Se qualcuno nutre dei dubbi su quali professioni possano essere a rischio basta pensare alla lotta degli autori di Hollywood per definire dei limiti all’utilizzo dell’IA , conclusasi nell’ottobre scorso, che minacciava la loro categoria. E cosa dire dei programmatori SW? Già adesso i sistemi di IA generativa operano non solo con le diverse lingue ma sono in grado di produrre codice sorgente per calcolatori. Serviranno sicuramente più esperti di computer science, di data analyst, saranno create nuove professioni ma anche i nuovi lavori potrebbero diventare a rischio di sostituzione. Inoltre i lavori manuali pregiati potrebbero essere svolti da macchine se prende piede la cooperazione tra robot ed IA generativa come riportato con qualche ulteriore preoccupazione da Scientific American.

Gli ottimisti sostengono che in passato le perdite di occupazione sono state compensate da nuove professioni. Ma la situazione attuale sembra unica e per questo l’autore invita ad un pessimismo consapevole.

Il cambiamento del modo di produrre ha conseguenze anche per il benessere collettivo. Se si riduce il numero dei lavoratori, soprattutto di quelli attualmente meglio pagati, quali sono le conseguenze per le entrate dello stato? Attualmente buona parte delle entrate provengono dai lavoratori dipendenti (l’IRPEF vale il 38% del totale a cui sommare i contributi previdenziali) rispetto all’imposte sulle aziende (IRES vale circa 8%) quindi l’incremento del margine di una azienda che sostituisce un lavoratore con una tecnologia produce un saldo negativo per le casse dello stato. Inoltre minore occupazione implica un aggravio dei costi sociali.

Questi ed altri pericoli imminenti non vanno demonizzati ma trattati con le metodiche tipiche della gestione del rischio.  Occorre ripensare alcuni aspetti del nostro mondo.

Il primo riguarda la regolamentazione. Le normative esistenti come quella sulla privacy (GDPR) che è stata già utilizzata dal garante della privacy per contestare CHATGPT, o le leggi sul copyright mostrano la corda. Infatti i sistemi di IA non copiano dei testi ma li utilizzano, come farebbe un giornalista o uno studioso, ma ne traggono un indubbio vantaggio.

Comunque il contesto è totalmente nuovo e ben più ampio. Per questo che la UE sta promulgando il regolamento sull’utilizzo dell’ IA anche se esiste una difficoltà oggettiva di trovare un giusto contesto di organizzazioni sovranazionali per rendere operativa una tale normativa.
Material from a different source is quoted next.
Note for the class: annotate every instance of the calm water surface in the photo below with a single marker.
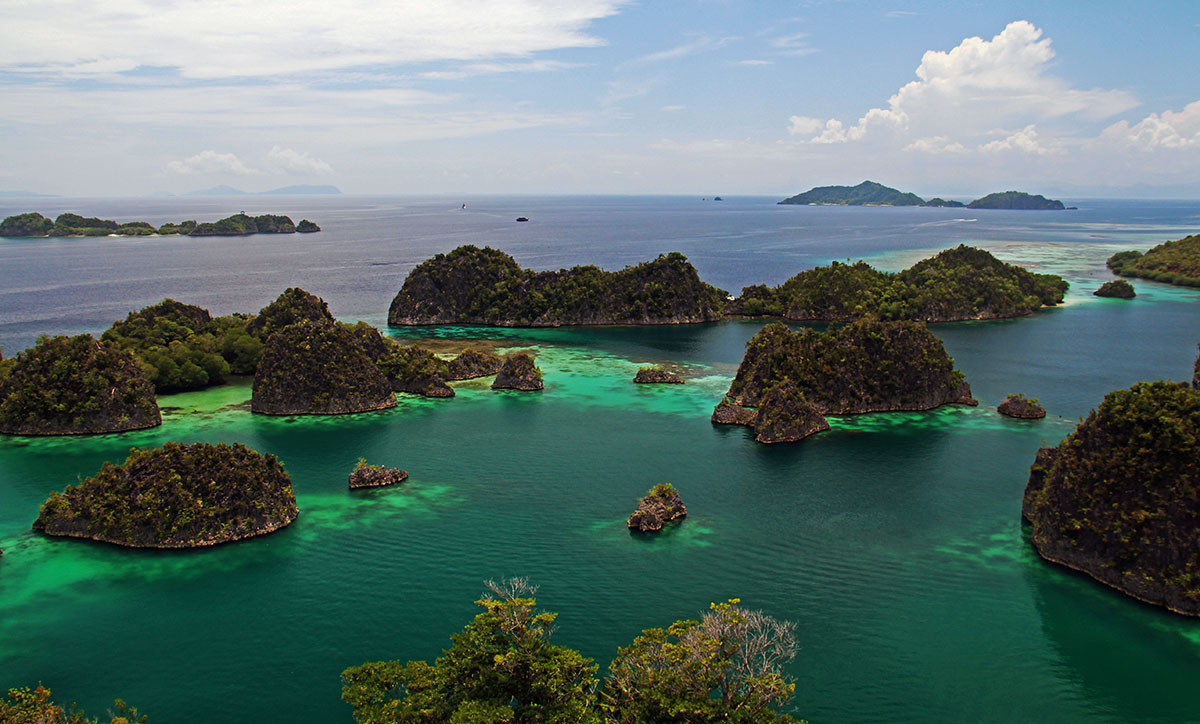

Il sistema economico attuale non reggerà senza interventi significativi. Si devono tassare i robot come sostiene da tempo Bill Gates? Il peso delle imposte va spostato dal lavoro al valore aggiunto? Ma il contesto internazionale è adeguato per applicare queste nuove regole fiscali alle imprese multinazionali?
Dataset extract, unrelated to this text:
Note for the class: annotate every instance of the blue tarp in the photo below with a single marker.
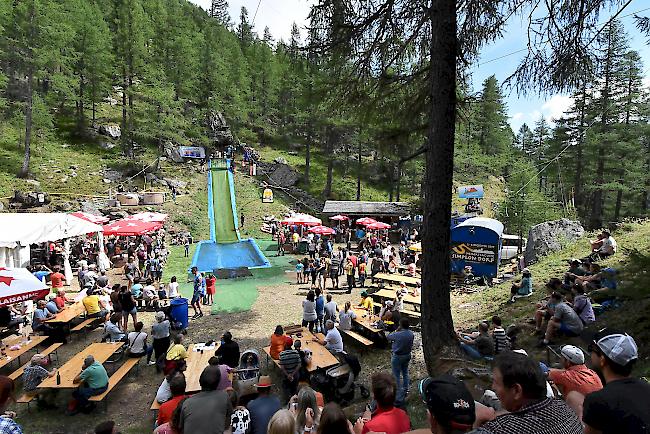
(476, 242)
Se si riesce a sistemare l’economia come intervenire sugli aspetti sociali? Pur avendo un contributo dello stato si riesce a vivere senza avere una prospettiva di lavoro?

Cosa ne sarà di chi pur avendo magari tutto quello che gli serve, forse anche il superfluo, non lavora? Oggi ad eccezione di una parte marginale della popolazione (intellettuali non occupati e benestanti) tutti si sentono chiedere che lavoro fai? O facevi? O peggio, pensi di fare in un mondo in cui la probabilità che sarai utile alla società è bassa? Adesso l’identità personale è costruita sulla base del lavoro che si svolge. Come e perché orientare e stimolare lo studio senza essere sicuri di una prospettiva lavorativa?

E per finire ricordiamoci che “L’Italia è una repubblica democratica fondata sul lavoro”.

Perché questo sia ancora vero nel futuro tutti noi, cittadini e politici, dobbiamo veramente lavorare molto, ora.